Requests may be made to:

                           Rent-A-Center, Inc.
                           5700 Tennyson Parkway
                           Third Floor
                           Plano, Texas  75024

                           Attention of Robert D. Davis, Chief Financial Officer


                                                                               8



                              SUBSIDIARY GUARANTEE

         1.       Guarantee

                  The Subsidiary Guarantor, jointly and severally with each
other Subsidiary Guarantor, as a primary obligor and not merely as a surety,
irrevocably and unconditionally Guarantees on an unsecured senior subordinated
basis the performance and punctual payment when due, whether at Stated Maturity,
by acceleration or otherwise, all obligations of the Company under the Indenture
and the Securities, whether for payment of principal of or interest on the
Securities, expenses, indemnification or otherwise all in accordance with the
terms set forth in Article XIV of the Indenture. The Subsidiary Guarantor also
agrees to pay any and all costs and expenses (including reasonably attorney's
fees and expenses) incurred by the Trustee or any Holders in enforcing any
rights under this Subsidiary Guarantee, indemnification or otherwise.
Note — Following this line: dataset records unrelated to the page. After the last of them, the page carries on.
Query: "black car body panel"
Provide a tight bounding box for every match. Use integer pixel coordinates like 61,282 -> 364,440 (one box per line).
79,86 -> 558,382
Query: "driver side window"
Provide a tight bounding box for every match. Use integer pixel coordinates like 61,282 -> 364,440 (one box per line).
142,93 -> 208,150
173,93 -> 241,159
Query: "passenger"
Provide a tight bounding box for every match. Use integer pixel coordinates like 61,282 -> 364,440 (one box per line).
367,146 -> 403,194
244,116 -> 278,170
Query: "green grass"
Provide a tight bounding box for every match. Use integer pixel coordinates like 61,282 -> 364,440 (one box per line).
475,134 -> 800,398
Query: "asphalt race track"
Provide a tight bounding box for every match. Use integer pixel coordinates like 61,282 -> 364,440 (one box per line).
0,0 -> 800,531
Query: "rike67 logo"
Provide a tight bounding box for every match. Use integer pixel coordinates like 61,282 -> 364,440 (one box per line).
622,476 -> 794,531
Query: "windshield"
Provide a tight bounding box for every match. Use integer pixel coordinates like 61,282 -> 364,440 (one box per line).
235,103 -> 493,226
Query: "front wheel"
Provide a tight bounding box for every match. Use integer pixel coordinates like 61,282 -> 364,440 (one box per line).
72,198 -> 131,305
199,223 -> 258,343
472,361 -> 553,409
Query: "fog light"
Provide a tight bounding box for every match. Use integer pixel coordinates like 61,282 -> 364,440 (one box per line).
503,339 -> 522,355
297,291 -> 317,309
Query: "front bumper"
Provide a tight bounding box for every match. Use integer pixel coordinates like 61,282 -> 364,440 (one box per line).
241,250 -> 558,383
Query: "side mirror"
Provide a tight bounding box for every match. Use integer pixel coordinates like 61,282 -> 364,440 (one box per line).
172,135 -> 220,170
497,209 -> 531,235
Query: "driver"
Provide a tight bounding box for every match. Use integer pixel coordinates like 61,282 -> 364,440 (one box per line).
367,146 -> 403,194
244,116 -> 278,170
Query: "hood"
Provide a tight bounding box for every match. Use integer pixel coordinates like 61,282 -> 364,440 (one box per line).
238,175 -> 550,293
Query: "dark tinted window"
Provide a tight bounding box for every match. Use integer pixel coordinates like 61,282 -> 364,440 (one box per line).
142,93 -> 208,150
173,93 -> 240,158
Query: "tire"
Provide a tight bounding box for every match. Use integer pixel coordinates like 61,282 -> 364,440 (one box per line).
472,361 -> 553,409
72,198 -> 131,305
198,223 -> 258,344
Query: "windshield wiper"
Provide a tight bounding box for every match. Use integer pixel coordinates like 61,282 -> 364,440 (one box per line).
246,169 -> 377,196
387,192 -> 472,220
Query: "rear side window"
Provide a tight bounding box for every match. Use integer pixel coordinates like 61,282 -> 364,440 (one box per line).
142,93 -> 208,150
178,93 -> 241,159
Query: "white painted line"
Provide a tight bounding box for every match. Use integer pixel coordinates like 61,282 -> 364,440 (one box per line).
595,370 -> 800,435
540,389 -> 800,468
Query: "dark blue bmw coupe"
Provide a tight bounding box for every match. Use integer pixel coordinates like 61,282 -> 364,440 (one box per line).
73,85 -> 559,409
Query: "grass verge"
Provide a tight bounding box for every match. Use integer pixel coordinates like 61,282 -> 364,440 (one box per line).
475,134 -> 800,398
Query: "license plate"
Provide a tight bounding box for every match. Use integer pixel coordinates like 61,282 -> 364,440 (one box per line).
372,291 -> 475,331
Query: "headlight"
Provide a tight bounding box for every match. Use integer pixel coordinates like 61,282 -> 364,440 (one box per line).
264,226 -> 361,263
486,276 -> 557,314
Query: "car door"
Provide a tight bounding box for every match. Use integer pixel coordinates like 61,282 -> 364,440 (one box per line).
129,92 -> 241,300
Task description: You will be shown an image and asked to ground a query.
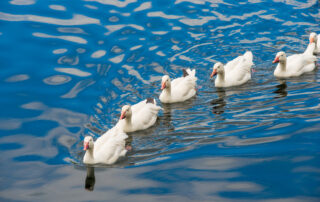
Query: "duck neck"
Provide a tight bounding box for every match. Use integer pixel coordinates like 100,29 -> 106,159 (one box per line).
217,72 -> 224,83
124,115 -> 132,131
163,86 -> 171,98
83,147 -> 94,164
279,60 -> 287,72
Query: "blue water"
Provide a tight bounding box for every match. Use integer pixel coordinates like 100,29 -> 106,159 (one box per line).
0,0 -> 320,201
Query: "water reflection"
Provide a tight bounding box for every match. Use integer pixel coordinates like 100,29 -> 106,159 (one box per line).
162,104 -> 174,132
273,79 -> 288,98
84,166 -> 96,191
210,89 -> 227,114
                  This Subsidiary Guarantee shall not be valid or obligatory for
any purpose until the certificate of authentication on the Security upon which
this Subsidiary Guarantee is noted shall have been executed by the Trustee under
the Indenture by the manual signature of one of its authorized officers.

                  The obligations of the Subsidiary Guarantor shall be limited
to the extent set forth in Article XIV of the Indenture.
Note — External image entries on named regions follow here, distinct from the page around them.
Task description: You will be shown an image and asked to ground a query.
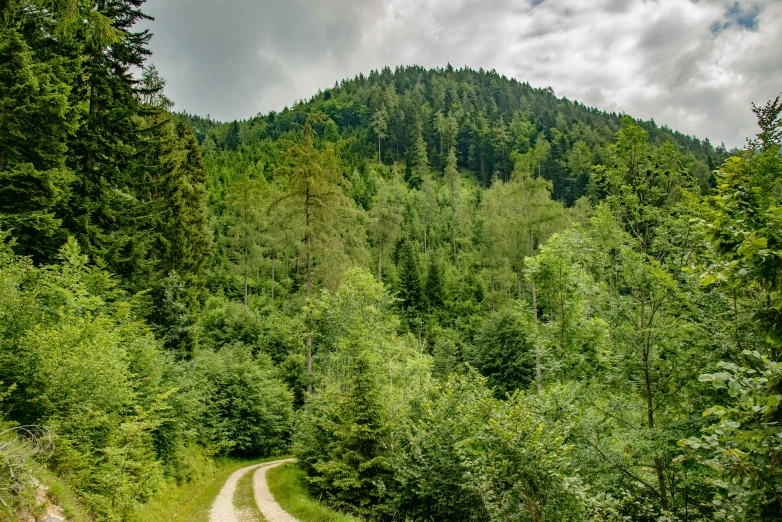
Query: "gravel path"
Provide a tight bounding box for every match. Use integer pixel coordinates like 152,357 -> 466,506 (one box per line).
253,459 -> 299,522
209,459 -> 299,522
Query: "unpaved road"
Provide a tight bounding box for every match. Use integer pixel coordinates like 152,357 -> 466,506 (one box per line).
209,459 -> 299,522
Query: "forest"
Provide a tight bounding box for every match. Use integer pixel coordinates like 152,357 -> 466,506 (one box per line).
0,0 -> 782,522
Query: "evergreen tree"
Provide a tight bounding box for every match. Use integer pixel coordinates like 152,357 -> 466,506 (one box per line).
223,120 -> 240,150
63,0 -> 156,282
0,22 -> 76,262
425,253 -> 445,311
399,241 -> 424,312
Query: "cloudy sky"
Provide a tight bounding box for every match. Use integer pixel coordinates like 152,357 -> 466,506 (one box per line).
146,0 -> 782,146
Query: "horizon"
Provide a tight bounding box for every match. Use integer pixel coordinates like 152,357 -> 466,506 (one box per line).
143,0 -> 782,148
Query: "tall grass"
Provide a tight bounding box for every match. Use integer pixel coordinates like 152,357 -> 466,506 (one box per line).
131,457 -> 280,522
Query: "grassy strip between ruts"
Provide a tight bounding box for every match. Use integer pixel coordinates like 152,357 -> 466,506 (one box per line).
234,464 -> 266,522
266,462 -> 359,522
131,457 -> 283,522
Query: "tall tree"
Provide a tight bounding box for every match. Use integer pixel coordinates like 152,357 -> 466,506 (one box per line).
370,107 -> 388,163
369,180 -> 403,283
0,20 -> 77,262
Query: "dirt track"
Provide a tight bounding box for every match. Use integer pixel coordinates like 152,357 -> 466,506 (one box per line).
209,459 -> 299,522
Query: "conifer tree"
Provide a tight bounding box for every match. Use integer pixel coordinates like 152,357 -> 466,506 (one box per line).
223,120 -> 239,150
369,182 -> 402,283
399,241 -> 424,312
425,252 -> 445,311
0,26 -> 76,262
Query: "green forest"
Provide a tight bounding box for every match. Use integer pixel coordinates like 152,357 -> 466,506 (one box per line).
0,0 -> 782,522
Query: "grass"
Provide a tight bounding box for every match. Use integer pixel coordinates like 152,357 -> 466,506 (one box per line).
266,463 -> 359,522
35,465 -> 89,522
234,464 -> 266,522
131,457 -> 282,522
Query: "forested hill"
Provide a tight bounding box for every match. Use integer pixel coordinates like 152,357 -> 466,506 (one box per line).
189,65 -> 726,205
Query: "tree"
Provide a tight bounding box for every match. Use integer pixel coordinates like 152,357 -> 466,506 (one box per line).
413,176 -> 440,254
680,96 -> 782,520
509,150 -> 563,395
424,253 -> 445,312
0,22 -> 76,262
399,241 -> 424,314
369,181 -> 402,283
444,147 -> 461,259
226,175 -> 265,309
469,305 -> 537,398
269,115 -> 351,390
269,115 -> 351,296
370,107 -> 388,163
223,120 -> 240,150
                  This Subsidiary Guarantee shall be governed by and construed
in accordance with the laws of the State of New York without regard to the
principles of conflicts of law to the extent that the application of the law of
another jurisdiction would be required thereby.

                  This Subsidiary Guarantee is subject to release upon the terms
set forth in the Indenture.

                                      COLORTYME, INC.



                                      By:
                                         ---------------------------------------
                                         Name:
                                              ----------------------------------
                                         Title:
                                               ---------------------------------



                                                                               9



                              SUBSIDIARY GUARANTEE

         1.       Guarantee

                  The Subsidiary Guarantor, jointly and severally with each
other Subsidiary Guarantor, as a primary obligor and not merely as a surety,
irrevocably and unconditionally Guarantees on an unsecured senior subordinated
basis the performance and punctual payment when due, whether at Stated Maturity,
by acceleration or otherwise, all obligations of the Company under the Indenture
and the Securities, whether for payment of principal of or interest on the
Securities, expenses, indemnification or otherwise all in accordance with the
terms set forth in Article XIV of the Indenture. The Subsidiary Guarantor also
agrees to pay any and all costs and expenses (including reasonably attorney's
fees and expenses) incurred by the Trustee or any Holders in enforcing any
rights under this Subsidiary Guarantee, indemnification or otherwise.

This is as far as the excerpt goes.